+1 here.
I've been playing a long time but I've always thought my talent was limited. I'm a slow study. I see these young people who have the real talent coming out of schools with real study behind them that can play rings around me...or maybe not in all cases... I'm not sure.... but they sure have chops and seem comfortable playing more complicated music.
For me whatever passes for talent and "fools the masses" comes from many years of obsession and perseverance. I just love to play music more than anything.
Until the last 20 years or so, my music theory was forgotten. During my guitar lesson days, I was taught to read music. What I really wanted to do was play current pop music, not Greensleeves and Camptown Races. I continued with the lessons for about a year and a half and stopped. About that time, I found some guys
through the local music dealer who were starting a band. The called me, we practiced, found a keyboardist, and some weekend work. That continued
through high school. We bought records and learned the chords to play them. Someone would transcribe the words and we put the chords under the change points.
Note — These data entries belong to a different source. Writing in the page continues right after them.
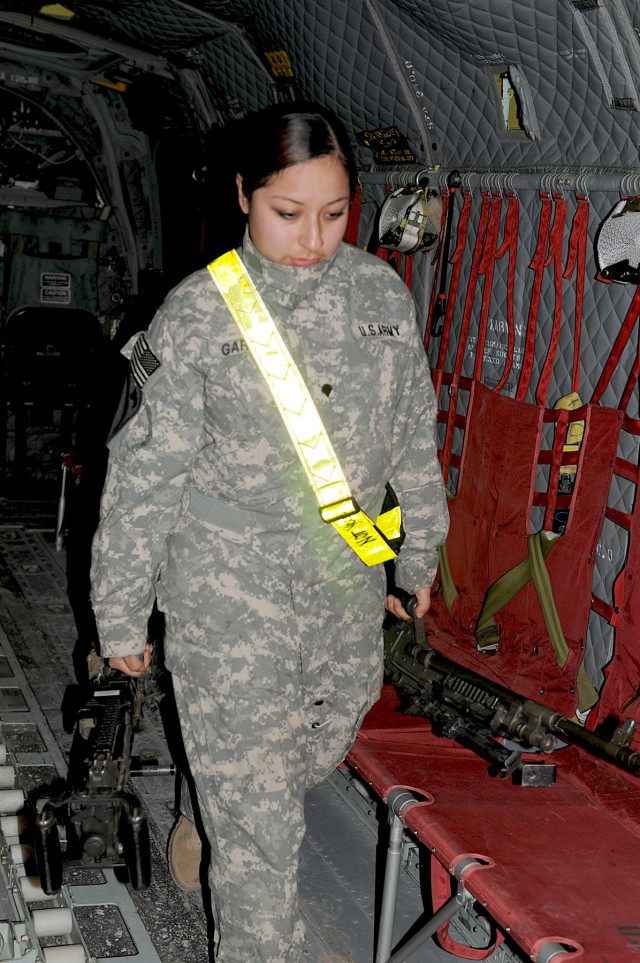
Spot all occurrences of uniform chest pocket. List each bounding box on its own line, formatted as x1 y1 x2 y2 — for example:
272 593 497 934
302 343 398 454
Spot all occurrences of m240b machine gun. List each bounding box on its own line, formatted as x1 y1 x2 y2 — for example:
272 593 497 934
33 664 173 895
385 592 640 785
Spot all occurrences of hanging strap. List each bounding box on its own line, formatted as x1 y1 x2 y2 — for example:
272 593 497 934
435 489 458 612
473 191 503 382
592 283 640 406
493 190 520 393
438 192 490 485
536 193 568 406
207 250 399 567
516 191 554 401
475 531 599 714
474 532 555 650
344 186 362 247
563 193 590 393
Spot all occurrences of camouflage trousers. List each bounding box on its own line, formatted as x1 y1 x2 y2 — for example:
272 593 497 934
166 596 383 963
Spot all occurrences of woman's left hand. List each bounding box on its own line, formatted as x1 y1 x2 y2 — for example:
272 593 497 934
385 586 431 623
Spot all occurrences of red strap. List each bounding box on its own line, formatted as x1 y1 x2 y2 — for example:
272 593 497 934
493 194 519 393
436 191 473 372
376 249 413 290
449 192 491 383
563 196 590 393
404 255 413 291
592 284 640 404
436 373 474 485
620 339 640 412
516 193 553 401
345 186 362 247
593 417 640 629
440 194 491 485
473 194 503 382
536 195 567 406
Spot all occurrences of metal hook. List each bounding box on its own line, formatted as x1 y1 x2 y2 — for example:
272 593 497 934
620 172 640 198
460 171 476 192
574 172 591 201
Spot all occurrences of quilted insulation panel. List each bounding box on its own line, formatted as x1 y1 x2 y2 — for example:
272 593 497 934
7 0 640 169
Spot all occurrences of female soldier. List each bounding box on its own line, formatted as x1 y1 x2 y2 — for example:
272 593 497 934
90 102 448 963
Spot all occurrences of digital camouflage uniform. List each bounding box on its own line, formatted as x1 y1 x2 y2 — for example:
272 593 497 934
90 231 449 963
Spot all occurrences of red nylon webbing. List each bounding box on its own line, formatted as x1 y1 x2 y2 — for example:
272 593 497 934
345 186 362 247
536 195 567 406
375 248 412 289
440 194 492 481
563 196 590 393
454 192 491 379
592 285 640 405
439 198 491 484
516 193 553 401
473 194 503 383
620 341 640 412
493 193 519 394
593 409 640 727
436 373 474 483
593 417 640 629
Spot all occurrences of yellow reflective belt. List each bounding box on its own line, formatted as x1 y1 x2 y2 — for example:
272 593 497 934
208 249 398 567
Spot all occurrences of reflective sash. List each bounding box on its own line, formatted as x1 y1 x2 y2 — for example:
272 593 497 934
208 249 399 566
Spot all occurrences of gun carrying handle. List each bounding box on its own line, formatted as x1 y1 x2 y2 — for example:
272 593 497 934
390 587 427 646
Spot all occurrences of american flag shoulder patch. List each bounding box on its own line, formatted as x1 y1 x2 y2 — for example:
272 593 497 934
130 334 161 387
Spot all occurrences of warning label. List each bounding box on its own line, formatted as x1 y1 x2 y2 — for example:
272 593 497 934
40 272 71 304
356 127 416 164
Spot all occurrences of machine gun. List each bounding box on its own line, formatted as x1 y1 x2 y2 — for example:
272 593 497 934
384 591 640 785
33 656 173 894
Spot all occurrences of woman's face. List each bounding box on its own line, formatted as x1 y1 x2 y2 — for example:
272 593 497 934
236 154 350 266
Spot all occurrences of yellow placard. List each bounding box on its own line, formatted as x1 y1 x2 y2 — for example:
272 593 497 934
264 50 294 78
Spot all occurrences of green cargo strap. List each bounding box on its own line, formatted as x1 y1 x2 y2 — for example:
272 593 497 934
437 542 458 613
476 531 599 715
475 532 555 650
436 490 458 612
528 531 599 714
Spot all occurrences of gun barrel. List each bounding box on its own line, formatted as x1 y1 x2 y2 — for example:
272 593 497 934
547 713 640 773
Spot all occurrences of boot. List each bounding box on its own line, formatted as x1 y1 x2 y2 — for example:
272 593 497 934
167 814 202 892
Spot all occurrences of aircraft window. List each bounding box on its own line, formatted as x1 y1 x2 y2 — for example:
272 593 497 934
498 72 523 131
488 65 541 141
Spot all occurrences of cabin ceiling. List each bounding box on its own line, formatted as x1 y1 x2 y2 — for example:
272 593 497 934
0 0 639 172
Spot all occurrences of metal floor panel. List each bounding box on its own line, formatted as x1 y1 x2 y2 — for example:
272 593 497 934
0 515 453 963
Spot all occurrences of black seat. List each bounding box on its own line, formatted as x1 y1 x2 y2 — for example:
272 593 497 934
1 307 103 489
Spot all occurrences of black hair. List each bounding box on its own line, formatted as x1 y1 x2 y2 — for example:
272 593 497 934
234 101 357 197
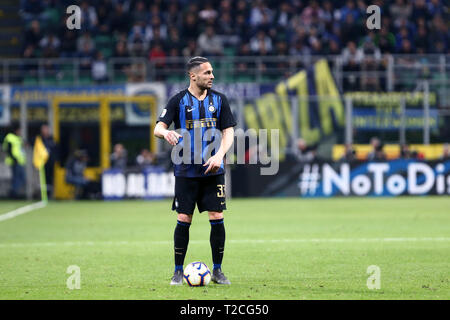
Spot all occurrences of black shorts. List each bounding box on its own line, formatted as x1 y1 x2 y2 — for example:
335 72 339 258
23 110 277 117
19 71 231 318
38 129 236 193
172 174 227 215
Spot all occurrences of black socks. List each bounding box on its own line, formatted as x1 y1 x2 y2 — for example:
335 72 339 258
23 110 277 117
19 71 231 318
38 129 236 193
174 220 191 271
209 218 225 270
173 218 226 272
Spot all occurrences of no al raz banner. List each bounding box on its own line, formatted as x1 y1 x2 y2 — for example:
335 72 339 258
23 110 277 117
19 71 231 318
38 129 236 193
299 160 450 197
102 166 174 200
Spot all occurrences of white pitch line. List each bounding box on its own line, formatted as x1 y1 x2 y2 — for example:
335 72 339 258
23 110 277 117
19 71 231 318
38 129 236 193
0 201 47 222
0 237 449 248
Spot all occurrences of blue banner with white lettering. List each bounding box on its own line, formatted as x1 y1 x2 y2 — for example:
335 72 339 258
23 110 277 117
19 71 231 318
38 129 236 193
102 166 175 200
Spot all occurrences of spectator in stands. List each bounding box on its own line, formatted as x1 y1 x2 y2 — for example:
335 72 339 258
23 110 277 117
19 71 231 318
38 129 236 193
414 25 429 53
235 43 254 76
234 14 251 43
299 0 322 29
110 143 128 169
339 13 362 46
273 1 293 33
78 41 94 74
109 3 131 35
59 28 78 57
96 0 114 30
389 0 412 29
249 0 273 30
367 137 386 161
21 0 45 22
199 2 218 23
400 144 412 159
310 37 324 55
40 32 60 76
197 26 224 57
181 12 199 41
250 30 273 54
2 124 26 199
319 1 335 29
295 138 317 163
290 36 312 56
166 47 183 73
91 51 108 83
182 39 201 59
398 39 414 54
39 32 60 57
411 0 431 21
360 33 382 90
338 0 361 22
395 26 414 53
288 39 310 70
145 16 168 43
79 0 98 32
272 39 290 77
149 41 167 78
428 0 445 16
219 0 232 16
149 28 167 53
132 1 148 25
235 0 250 17
341 41 363 90
375 23 396 54
113 41 130 73
128 32 148 57
340 143 357 163
440 143 450 161
429 15 448 54
167 27 183 52
218 12 240 47
148 2 163 22
325 38 341 57
77 32 95 54
136 149 155 167
24 20 42 50
22 45 38 74
165 2 182 28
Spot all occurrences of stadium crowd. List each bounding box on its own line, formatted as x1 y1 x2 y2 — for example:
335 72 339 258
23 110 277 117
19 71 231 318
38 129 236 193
21 0 448 64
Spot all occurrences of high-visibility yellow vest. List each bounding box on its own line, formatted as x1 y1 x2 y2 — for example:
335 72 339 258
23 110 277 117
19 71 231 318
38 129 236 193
2 133 26 166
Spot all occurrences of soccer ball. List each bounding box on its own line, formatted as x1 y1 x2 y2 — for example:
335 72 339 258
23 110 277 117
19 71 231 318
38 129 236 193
183 262 211 287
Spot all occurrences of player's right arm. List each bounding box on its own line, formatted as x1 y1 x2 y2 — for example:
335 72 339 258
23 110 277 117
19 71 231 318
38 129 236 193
154 94 182 146
154 122 181 146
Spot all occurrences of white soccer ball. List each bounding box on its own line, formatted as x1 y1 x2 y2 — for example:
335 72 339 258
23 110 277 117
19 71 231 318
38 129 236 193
183 262 211 287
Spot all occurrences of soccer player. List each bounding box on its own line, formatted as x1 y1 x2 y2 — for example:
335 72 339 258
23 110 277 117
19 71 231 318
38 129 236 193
154 56 236 285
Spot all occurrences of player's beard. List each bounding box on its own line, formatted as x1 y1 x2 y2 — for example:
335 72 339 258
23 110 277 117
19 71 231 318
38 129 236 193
200 76 213 89
198 81 212 91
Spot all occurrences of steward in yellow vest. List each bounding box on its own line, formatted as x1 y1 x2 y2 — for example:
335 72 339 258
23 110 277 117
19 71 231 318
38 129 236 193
3 132 26 166
2 125 26 198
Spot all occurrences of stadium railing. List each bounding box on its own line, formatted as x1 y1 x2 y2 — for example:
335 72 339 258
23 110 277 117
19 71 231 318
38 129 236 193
1 54 449 100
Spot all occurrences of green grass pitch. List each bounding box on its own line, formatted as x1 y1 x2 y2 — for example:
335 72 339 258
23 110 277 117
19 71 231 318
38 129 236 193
0 197 449 300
That continued on for a couple of decades. As bands dissolved, I'd get a call from another band who wanted me to play, and here we'd go again. I was learning the notes to play the leads, but I never had that "feel" of how they were related or where to go next in a freeform solo to branch out. I was always experimenting with new stuff but afraid to move "out of the box" for fear of hitting the wrong note in front of a crowd. So, I found my self playing the same things over and over. I had learned some box patterns, but I usually sounded like people on a recording.
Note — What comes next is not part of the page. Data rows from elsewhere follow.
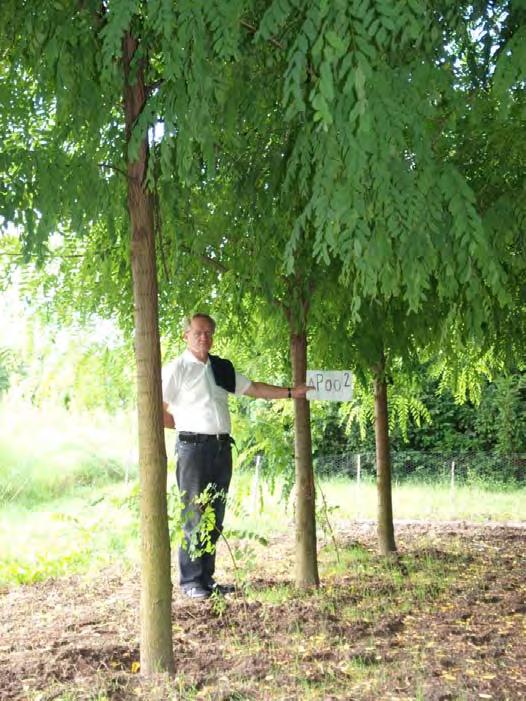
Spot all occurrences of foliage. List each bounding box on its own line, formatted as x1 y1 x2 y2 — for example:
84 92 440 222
0 347 24 398
0 403 136 508
233 399 294 471
257 0 515 324
2 0 524 400
397 370 526 457
341 366 432 444
0 0 257 328
475 372 526 455
0 280 136 412
25 329 135 413
6 3 524 480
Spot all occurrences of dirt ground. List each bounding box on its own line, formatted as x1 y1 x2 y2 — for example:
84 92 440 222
0 521 524 701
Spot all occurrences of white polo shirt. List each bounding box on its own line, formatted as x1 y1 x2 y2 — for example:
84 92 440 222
162 349 252 434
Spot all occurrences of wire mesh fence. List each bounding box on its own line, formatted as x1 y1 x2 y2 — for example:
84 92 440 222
313 451 526 485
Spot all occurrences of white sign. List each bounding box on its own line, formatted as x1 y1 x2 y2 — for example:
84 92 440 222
306 370 353 401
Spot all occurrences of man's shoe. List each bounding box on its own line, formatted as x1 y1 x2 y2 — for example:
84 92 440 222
183 585 211 599
209 582 236 595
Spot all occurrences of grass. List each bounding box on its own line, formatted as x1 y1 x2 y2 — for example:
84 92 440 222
0 402 524 587
202 540 466 701
0 402 139 584
0 401 137 507
0 485 137 584
317 475 526 523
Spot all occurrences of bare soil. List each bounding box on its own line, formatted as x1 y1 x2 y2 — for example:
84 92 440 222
0 521 525 700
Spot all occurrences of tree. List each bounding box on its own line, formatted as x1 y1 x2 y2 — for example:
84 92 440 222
0 0 256 674
255 0 524 555
122 29 174 674
1 2 174 672
153 168 325 588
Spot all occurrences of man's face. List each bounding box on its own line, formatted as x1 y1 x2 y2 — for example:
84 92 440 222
185 317 214 360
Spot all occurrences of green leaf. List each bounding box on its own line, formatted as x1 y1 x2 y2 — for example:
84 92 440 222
319 61 334 102
354 64 366 100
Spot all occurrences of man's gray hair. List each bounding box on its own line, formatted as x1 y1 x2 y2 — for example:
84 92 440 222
183 313 216 334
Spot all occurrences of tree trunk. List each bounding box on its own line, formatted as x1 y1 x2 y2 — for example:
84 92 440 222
123 31 174 675
373 359 397 555
290 330 319 588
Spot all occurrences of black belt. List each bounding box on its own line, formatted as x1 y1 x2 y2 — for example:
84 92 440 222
178 432 232 444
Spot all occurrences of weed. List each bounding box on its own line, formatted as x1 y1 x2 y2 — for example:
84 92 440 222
209 588 228 618
315 476 341 564
247 582 295 605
One day I was in Barnes and Nobles looking at the books on sale. I found a book, much like a coffee table book, that had nice slick pages and lots of color diagrams. I started looking at music theory ... note relationships, scales, root, 3rd, 5th, 7th, 9th, etc. I got immersed in reading it and took it to the counter and bought it. I read that book over and over and began to absorb what they were talking about.
I learned about scales, modal relationships, and the theory of chord construction. Eventually, that sunk in and I was suddenly able the look at some of the chords I had figured out from records and determine what they were called and why. I realized that the turn around chord in the Allman Brothers music (and the chord Hendrix played in the beginning of Foxy Lady) was an E7#9. That and the scale and modal relationships expanded my playing more than anything I'd learned in my life.
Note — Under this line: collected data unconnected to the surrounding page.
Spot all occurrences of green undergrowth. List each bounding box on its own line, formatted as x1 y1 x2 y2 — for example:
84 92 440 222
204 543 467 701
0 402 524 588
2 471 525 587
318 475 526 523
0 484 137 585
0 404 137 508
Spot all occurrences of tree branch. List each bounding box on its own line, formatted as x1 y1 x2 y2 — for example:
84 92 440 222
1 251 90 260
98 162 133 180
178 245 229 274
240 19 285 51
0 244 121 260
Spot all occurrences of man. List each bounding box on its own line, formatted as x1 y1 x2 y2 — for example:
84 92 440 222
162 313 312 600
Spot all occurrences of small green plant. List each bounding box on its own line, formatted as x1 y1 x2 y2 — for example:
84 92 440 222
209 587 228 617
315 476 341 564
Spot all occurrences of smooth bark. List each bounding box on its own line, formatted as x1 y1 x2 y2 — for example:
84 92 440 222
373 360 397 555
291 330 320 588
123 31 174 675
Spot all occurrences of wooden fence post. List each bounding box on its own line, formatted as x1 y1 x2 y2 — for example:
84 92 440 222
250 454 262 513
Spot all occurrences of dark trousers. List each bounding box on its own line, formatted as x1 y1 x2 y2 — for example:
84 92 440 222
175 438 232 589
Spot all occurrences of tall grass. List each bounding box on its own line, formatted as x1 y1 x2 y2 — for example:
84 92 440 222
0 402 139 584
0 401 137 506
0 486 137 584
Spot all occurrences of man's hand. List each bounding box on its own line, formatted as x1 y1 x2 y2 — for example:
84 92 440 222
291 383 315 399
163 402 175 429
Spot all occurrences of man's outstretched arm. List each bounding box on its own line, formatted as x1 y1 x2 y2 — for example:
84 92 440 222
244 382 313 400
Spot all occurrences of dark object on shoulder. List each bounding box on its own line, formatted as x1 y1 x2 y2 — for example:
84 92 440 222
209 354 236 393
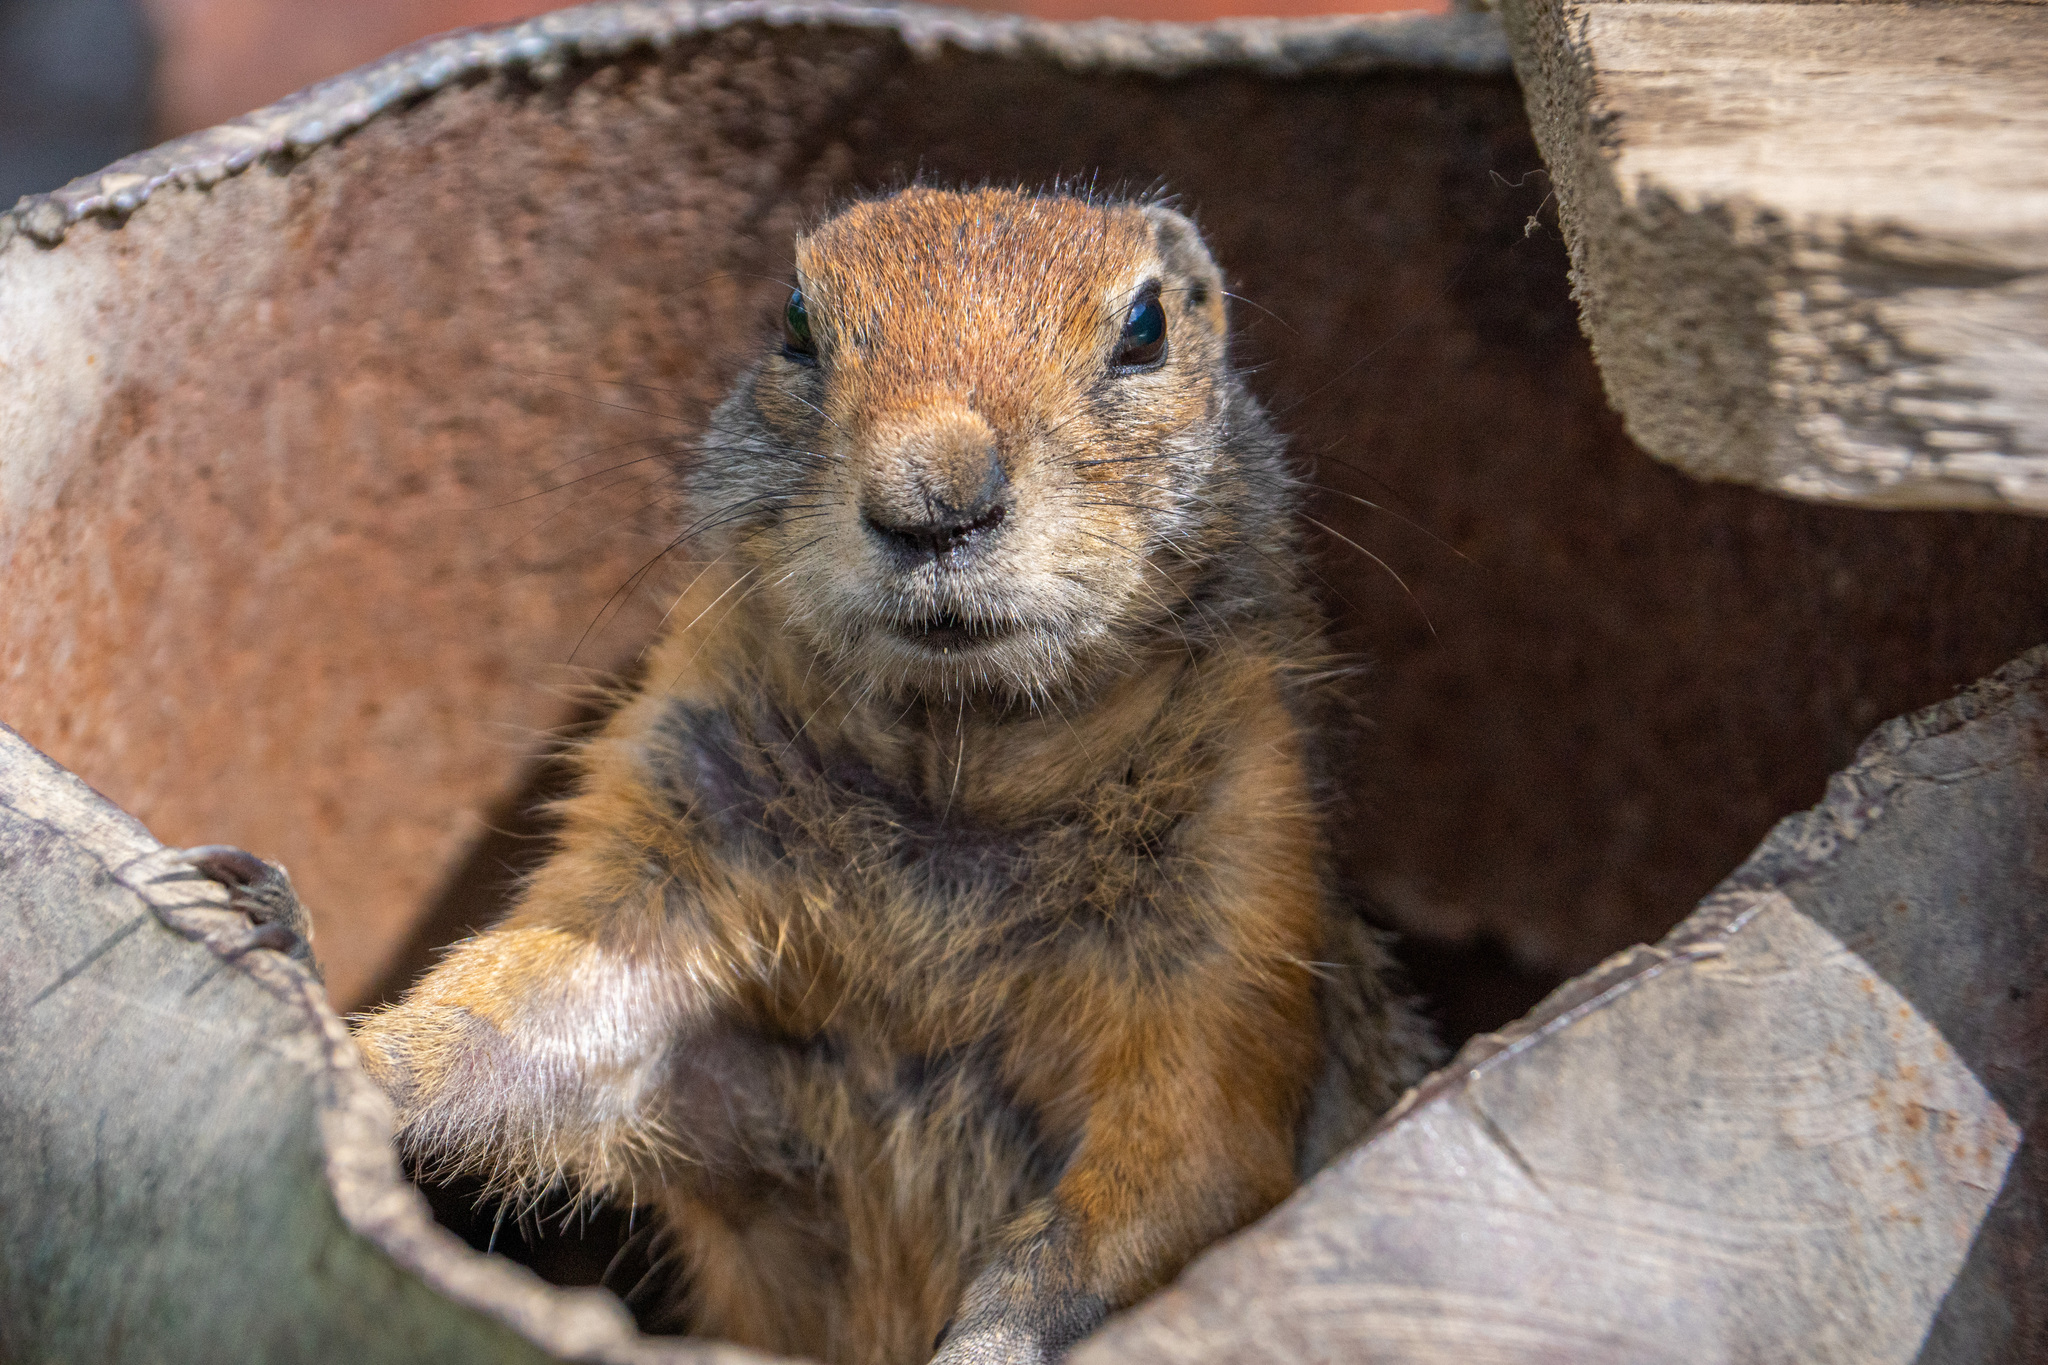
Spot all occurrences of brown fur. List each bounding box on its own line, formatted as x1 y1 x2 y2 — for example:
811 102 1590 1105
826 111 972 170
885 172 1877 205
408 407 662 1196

These days, I'm able to play free form and play things out of my head that sound like the jazz guitar players of my earlier days. I was never able to figure out what those guys were doing. Now, I have some insight.
Learn the scales, learn what modes are, and map the scales to the guitar neck. Do one with root on the top string and the next string and you have all the rest if you can find a starting note. Memorize the octave relationships and use them for transposition points to the same scale at a different position.